Lindsay Lohan Speak (Casablanca, 2004) Click here to listen to “First,” and here to listen to “Rumors.”Lindsay Lohan had to make a record if only to keep pace with Hilary Duff, her rival in the tween-queen version of the Biggie-Tupac feud. Anyone who has seen Freaky Friday and Mean Girls knows Lohan can act, but she has no discernable musical talent, and on the sluggish Speak, there’s scarcely a catchy tune or rousing beat to distract from her, um, singing. Shouldn’t the folks at Casablanca Records have made sure the pitch-correction equipment was working when they were mastering “First,” the album-opening boogie-rocker on which Lohan’s vocal is quite audibly flat? Then there’s the single, “Rumors,” in which Lohan tries to pull off some syncopated R & B vocalisms while griping about the unwanted attention she gets “up in the club.” It’s enough to make you pull for Duff in the next red-carpet throwdown.

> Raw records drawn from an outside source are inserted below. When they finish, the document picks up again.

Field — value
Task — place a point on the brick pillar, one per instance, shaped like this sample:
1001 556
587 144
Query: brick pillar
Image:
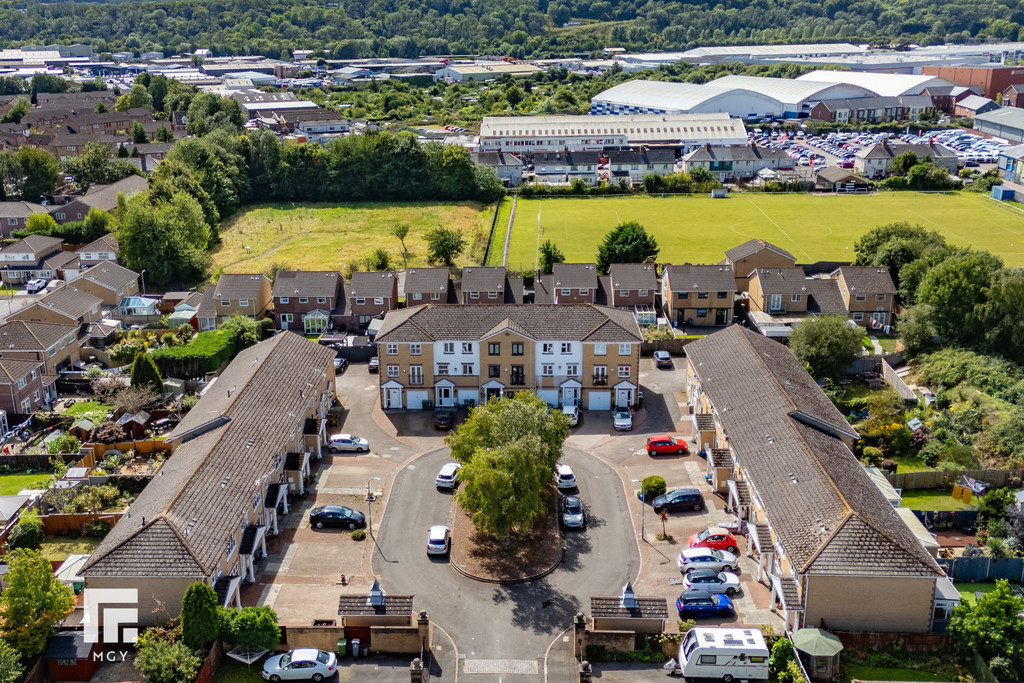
580 636
416 671
423 624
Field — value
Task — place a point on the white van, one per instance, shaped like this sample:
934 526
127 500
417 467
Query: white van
727 654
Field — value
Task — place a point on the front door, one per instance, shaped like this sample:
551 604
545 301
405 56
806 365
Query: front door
392 398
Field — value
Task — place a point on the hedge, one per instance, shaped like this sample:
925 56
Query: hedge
205 353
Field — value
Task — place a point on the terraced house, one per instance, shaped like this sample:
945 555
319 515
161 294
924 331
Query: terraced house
827 541
566 353
238 455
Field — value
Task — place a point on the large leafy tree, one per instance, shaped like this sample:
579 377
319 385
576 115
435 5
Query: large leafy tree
33 601
992 628
955 288
627 243
167 237
508 449
828 344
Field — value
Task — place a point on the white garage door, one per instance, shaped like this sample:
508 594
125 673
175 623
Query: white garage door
599 400
414 399
550 395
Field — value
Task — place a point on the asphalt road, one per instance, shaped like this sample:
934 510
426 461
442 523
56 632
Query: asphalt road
516 622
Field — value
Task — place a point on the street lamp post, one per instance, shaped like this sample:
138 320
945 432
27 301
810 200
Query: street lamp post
370 506
643 508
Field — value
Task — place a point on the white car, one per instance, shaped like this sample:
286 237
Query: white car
34 286
564 477
347 442
572 413
707 558
438 540
301 665
622 420
449 476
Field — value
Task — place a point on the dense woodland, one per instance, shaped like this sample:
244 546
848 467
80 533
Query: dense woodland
518 28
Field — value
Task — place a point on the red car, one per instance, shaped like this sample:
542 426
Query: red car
663 443
714 537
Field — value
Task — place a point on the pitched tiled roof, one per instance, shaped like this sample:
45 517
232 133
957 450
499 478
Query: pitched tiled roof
239 286
576 275
111 274
305 283
690 278
180 523
541 322
427 281
825 297
34 244
632 276
827 514
19 335
107 243
753 247
781 281
867 280
372 285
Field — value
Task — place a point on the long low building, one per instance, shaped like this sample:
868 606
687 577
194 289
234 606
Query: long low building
595 133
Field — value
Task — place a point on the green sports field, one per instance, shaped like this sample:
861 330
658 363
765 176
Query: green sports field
698 229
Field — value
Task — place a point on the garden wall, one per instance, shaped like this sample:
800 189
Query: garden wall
937 479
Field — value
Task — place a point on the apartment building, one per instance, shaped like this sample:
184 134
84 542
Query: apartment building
238 455
828 544
566 353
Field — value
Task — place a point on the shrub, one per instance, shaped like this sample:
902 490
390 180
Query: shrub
652 486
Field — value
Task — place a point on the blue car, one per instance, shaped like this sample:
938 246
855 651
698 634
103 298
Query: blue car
704 603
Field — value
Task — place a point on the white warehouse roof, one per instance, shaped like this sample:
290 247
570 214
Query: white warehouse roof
883 85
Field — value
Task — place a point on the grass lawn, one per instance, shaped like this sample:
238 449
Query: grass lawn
322 237
94 410
57 548
698 229
865 673
931 499
230 671
967 591
11 483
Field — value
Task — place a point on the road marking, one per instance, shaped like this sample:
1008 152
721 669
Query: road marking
527 667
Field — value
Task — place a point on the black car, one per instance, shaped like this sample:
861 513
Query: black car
679 499
442 419
336 515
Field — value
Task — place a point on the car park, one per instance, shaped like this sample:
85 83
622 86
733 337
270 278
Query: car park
707 558
564 477
573 514
336 515
679 499
438 540
442 418
704 603
449 476
713 582
663 443
347 442
300 665
714 537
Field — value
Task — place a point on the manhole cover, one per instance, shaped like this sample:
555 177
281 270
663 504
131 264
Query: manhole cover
501 667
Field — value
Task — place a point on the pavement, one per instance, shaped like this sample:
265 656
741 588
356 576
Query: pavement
485 632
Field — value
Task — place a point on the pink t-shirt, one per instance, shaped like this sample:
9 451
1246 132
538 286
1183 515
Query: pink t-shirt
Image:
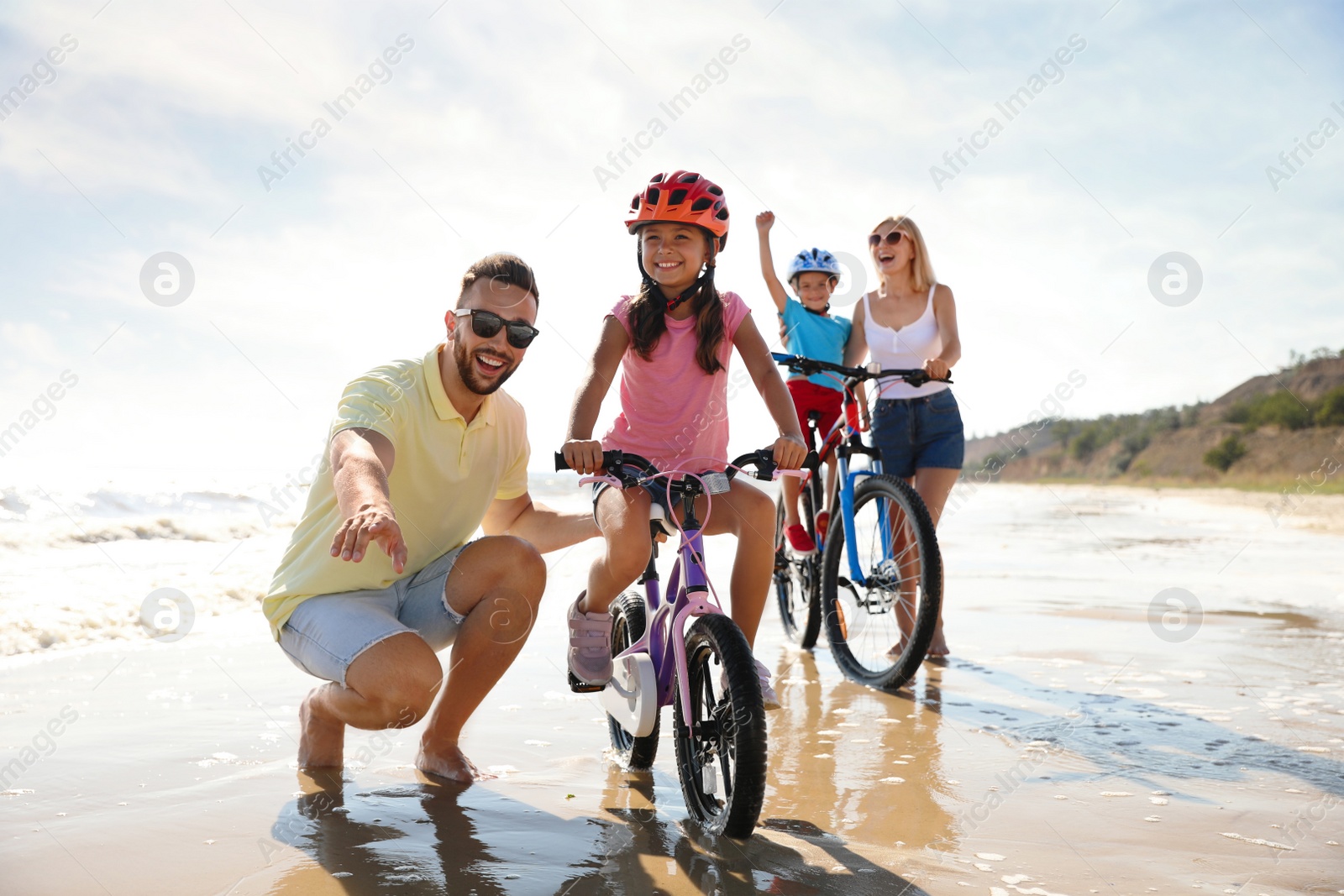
672 411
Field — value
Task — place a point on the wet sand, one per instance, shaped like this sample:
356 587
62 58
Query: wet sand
1073 745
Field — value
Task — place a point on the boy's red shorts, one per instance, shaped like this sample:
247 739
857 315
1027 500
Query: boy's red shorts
810 396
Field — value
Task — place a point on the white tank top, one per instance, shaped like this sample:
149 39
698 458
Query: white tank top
904 348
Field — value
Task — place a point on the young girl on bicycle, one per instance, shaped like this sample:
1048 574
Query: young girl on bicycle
812 332
674 342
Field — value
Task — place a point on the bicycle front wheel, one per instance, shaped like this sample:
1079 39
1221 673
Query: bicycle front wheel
796 580
721 752
879 631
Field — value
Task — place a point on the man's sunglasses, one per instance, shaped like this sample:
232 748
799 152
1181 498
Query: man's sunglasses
487 324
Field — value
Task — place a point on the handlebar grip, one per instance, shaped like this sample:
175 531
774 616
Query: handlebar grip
612 461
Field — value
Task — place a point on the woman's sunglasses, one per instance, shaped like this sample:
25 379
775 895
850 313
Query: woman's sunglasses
893 238
487 324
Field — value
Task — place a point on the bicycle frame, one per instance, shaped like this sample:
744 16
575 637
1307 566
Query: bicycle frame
848 441
664 633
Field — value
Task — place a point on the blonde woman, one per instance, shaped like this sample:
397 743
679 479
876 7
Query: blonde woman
911 322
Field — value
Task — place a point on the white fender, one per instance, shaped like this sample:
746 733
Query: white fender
631 696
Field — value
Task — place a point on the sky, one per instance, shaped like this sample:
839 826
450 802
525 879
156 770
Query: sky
1139 129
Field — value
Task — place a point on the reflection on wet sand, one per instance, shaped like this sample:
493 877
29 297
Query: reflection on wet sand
848 755
429 839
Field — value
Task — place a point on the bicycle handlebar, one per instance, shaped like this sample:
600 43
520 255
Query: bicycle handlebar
616 461
810 365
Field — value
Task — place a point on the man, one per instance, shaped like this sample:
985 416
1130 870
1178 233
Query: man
423 453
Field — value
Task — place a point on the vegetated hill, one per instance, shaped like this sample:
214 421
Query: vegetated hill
1284 430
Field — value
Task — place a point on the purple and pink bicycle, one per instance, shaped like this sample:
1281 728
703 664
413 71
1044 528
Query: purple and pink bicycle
682 649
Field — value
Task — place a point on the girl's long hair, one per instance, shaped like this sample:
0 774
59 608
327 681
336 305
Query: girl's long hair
649 307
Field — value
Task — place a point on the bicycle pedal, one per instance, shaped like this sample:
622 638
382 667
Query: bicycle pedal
582 687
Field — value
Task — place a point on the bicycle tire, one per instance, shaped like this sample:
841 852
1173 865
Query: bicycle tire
725 734
629 620
797 584
850 620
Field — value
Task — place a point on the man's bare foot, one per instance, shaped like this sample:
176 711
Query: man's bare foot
449 762
322 741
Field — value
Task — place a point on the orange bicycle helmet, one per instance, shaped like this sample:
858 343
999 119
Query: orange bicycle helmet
685 197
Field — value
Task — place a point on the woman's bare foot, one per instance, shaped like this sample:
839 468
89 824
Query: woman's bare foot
449 762
322 741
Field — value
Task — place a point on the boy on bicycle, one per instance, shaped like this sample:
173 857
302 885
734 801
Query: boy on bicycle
812 332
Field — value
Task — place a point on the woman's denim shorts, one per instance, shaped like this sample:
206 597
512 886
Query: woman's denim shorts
326 633
917 432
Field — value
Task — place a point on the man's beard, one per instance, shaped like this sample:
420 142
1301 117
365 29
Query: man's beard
467 371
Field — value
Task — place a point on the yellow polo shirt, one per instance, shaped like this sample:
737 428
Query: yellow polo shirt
444 479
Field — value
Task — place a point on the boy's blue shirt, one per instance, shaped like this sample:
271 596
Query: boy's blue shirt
816 336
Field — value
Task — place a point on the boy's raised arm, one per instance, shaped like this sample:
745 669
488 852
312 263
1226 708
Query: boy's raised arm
764 222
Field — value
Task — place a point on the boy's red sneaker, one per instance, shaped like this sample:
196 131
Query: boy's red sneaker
800 540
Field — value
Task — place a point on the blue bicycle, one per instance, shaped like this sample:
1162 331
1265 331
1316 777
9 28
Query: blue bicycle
689 653
878 584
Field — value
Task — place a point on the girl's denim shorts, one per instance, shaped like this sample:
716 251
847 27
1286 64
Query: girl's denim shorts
917 432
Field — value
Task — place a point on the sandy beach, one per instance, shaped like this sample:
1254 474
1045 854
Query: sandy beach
1079 741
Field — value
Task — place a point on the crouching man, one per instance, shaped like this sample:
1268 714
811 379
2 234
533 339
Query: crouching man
423 453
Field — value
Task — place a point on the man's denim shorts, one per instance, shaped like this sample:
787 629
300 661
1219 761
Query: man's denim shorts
916 432
326 633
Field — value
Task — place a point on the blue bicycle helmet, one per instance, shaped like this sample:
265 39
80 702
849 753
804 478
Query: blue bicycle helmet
813 259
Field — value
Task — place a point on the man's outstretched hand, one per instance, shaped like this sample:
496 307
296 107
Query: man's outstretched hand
374 523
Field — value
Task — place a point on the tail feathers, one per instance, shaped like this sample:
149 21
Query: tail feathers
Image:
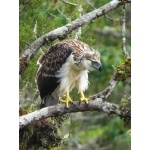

JoJo JoJo (Blackground, 2004) Click here   to listen to “Leave (Get Out),” and here to listen to “Baby It’s You.”JoJo is a 13-year-old Bostonian who was discovered at a talent show. Her first two singles, “Leave (Get Out)” and “Baby It’s You,” have reached the Billboard Top 40, earned her a name check on the new Eminem album, and established her as the best of the New Christinas—a teeny-bopper with a serious melisma habit and the lungs to support it. And she’s been given some good songs to sing. “Leave (Get Out),” sets a guitar-strafed teen breakup ballad to a slick hip-hop beat. “Baby It’s You” requires greater than usual suspension of disbelief—it’s odd hearing a seventh grader tell her boyfriend that she’s “looking for more” than diamond jewelry—but JoJo slides her voice over its bare-bones loop with freaky assurance, unleashing falsetto trills and low moans like an R & B diva twice her age.

Ryan Cabrera Take It All Away (Atlantic, 2004) Click here to listen to “On the Way Down.”In the middle of the female-dominated teen pop field stands the spiky-haired and deeply metrosexual figure of Ryan Cabrera, whom regular readers of US Weekly will recognize as the one-time boyfriend of Ashlee Simpson. At 22, he’s not technically a teenager, but he remains profoundly in touch with his inner teen—the scrawler of diary entries who records, in exhaustive detail, his feelings, and his feelings about those feelings, and the emotions that his feelings about those feelings evoke. “On the Way Down,” Cabrera’s current hit, finds our man singing, in a breathy Dave Matthews style, about the girl who “saved me from myself.” It’s an incredibly crisp piece of record-making, with every close-miked guitar pluck and drum fill slotted in place, and by the time it climbs to a caterwauling bridge (“Now the weight of the world/ Feels like nothing!” Cabrera shrieks), it’s clear that this song was created for one purpose: to accompany a tender beachfront epiphany on The O.C.

Maria Mena White Turns Blue (Columbia, 2004) Click here to listen to “You’re the Only One.”“You’re the Only One,” the first U.S. single by Maria Mena, an 18-year-old Norwegian with a decidedly un-Nordic name, briefly made the TRL countdown this past summer. It should have been a bigger hit. It’s a perfectly shaped pop song: a jittery little two-chord acoustic guitar vamp that opens, with a wheels-off-the-runway whoosh, into a ringing chorus. You can hear Mena’s debt to Alanis Morrisette in her nasal talk-singing and her taste for blue material (“Forgive me/ For that time when I put my hand between your legs/ And said it was small”). But Mena has her own flair; on “You’re the Only One” (co-written with producer-arranger Arvid Solvang), she projects both schoolgirl innocence and wisdom beyond her years. “You’re such a great kisser,” she sings with a girlish gasp, before adding darkly, “I know that you agree.”